As for cryptocurrencies as an investment, Davis said that case is weak too, given cryptocurrency does not generate any cash flows like interest payments or dividends, nor can its value be based on economic fundamentals. Instead, prices are dependent more on speculation about eventual uses and adoptions, which creates volatility and thus undermines the value of the cryptocurrency.
Davis does not even see cryptocurrencies as a way to play the blockchain movement, even though blockchain technology makes digital currencies possible. "Although cryptocurrencies are built using a blockchain, they are not necessarily tied to the value of blockchain applications that may improve the cost, speed and security of executing transactions or contracts. Bitcoin is an investment in blockchain in the same way that Pets.com was an investment in the internet," wrote Davis.

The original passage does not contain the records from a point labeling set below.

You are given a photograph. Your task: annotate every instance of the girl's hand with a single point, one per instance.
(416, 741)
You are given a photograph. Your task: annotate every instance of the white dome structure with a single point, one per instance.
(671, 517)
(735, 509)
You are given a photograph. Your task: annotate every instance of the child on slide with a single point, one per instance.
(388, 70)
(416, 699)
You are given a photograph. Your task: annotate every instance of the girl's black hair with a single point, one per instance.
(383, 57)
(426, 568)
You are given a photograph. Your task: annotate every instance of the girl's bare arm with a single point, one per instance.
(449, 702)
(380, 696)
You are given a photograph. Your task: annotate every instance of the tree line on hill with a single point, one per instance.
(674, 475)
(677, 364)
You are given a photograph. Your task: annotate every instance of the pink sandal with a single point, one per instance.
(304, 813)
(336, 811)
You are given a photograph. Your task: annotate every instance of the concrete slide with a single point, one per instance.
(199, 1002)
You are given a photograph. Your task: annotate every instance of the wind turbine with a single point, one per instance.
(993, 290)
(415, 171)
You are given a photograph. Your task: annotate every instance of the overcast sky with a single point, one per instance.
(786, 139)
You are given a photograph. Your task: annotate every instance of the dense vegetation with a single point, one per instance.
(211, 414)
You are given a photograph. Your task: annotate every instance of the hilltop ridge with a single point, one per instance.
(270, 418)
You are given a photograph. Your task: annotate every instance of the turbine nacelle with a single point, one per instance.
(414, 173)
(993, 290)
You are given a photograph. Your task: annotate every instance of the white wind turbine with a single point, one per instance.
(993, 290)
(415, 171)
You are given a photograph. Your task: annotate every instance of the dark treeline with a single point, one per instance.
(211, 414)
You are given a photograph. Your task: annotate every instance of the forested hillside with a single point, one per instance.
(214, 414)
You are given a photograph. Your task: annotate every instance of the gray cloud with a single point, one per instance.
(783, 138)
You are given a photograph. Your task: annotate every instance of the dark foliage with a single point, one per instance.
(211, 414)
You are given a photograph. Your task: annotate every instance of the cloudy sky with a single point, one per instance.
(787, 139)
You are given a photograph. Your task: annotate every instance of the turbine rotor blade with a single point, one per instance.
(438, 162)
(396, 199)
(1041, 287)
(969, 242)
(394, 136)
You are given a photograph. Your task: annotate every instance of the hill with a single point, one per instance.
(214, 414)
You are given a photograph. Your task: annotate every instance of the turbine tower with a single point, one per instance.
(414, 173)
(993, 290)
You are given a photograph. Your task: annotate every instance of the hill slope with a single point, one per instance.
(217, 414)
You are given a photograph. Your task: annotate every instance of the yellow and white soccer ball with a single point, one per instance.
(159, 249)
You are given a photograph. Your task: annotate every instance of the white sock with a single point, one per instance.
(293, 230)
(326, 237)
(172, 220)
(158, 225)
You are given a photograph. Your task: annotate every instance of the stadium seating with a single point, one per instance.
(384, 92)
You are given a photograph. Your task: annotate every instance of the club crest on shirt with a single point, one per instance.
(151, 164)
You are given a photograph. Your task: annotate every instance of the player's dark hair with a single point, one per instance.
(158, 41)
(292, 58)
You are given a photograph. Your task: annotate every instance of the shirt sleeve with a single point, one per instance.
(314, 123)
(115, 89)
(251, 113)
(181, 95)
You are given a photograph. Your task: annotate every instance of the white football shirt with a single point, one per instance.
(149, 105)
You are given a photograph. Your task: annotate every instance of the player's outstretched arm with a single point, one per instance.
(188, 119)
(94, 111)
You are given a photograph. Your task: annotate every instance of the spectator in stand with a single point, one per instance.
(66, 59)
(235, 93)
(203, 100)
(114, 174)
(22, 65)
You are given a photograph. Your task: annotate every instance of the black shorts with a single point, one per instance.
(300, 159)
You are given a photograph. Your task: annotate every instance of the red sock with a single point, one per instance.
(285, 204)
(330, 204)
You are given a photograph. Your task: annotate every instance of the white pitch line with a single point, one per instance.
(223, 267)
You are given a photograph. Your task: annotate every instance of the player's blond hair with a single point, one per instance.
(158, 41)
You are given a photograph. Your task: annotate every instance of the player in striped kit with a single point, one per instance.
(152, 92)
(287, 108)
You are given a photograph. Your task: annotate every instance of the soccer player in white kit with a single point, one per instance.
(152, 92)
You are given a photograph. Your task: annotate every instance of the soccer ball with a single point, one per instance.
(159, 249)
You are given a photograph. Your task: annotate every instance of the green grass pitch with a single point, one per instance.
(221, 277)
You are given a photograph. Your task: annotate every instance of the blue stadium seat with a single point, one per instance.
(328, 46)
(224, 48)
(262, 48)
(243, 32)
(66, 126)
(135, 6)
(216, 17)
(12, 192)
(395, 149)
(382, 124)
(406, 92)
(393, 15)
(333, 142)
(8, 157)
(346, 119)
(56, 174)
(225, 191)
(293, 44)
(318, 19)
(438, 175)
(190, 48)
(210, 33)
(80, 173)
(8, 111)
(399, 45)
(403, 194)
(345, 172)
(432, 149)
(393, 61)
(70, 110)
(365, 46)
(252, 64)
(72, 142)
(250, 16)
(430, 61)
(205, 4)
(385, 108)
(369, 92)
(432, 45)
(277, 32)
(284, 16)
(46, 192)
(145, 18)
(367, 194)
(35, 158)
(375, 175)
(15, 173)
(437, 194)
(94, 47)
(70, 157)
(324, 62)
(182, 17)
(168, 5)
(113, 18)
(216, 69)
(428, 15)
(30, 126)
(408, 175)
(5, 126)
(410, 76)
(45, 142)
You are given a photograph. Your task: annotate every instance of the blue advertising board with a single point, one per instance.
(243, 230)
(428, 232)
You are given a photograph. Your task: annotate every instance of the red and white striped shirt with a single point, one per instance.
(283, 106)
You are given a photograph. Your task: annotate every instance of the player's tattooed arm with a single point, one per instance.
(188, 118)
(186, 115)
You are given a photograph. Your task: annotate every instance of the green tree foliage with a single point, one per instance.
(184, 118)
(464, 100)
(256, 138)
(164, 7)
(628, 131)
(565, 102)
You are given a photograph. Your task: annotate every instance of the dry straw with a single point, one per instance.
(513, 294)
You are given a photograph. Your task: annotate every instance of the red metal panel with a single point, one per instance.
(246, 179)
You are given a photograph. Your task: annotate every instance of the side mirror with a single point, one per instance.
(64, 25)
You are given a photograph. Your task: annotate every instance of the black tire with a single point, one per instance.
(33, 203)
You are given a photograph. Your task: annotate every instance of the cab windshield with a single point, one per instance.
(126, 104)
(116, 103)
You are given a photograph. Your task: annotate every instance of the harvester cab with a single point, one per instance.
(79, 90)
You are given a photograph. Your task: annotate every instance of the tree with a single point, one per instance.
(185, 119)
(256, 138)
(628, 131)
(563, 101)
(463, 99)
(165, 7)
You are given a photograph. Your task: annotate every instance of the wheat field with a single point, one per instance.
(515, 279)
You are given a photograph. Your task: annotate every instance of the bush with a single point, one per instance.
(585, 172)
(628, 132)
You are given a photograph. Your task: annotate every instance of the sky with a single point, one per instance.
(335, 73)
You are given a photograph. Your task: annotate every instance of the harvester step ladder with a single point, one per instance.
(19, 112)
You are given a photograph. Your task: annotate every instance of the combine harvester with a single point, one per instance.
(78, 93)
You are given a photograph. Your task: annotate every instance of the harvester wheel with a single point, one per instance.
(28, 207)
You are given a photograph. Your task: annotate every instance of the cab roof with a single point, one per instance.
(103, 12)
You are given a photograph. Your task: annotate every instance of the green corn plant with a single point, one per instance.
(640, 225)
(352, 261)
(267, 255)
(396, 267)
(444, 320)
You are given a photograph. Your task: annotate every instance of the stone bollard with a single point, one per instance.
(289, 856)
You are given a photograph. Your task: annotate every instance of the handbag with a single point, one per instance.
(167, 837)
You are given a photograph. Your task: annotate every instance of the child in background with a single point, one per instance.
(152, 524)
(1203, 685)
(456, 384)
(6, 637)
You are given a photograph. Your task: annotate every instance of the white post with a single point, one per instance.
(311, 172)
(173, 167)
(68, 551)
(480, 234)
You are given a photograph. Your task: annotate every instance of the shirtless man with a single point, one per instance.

The Vanguard economist noted that, for investors to gain bitcoin exposure, it would mean reducing their positions in stocks, bonds and cash – the foundations of a well-diversified investment portfolio. "With no cash flows and extreme volatility, the investment case for bitcoin is hardly compelling," he wrote, noting that blockchain technology development is in the early stages with the expansion of the technology to come over decades. "As innovation quickens and competition increases, the majority of networks (and their associated cryptocurrencies) may be rendered obsolete, leaving many cryptocurrencies like tulip bulbs in 17th-century Holland – soaring to incredible heights before the speculative bubble pops. And, unlike tulips, they don't look nice in a vase," wrote Davis.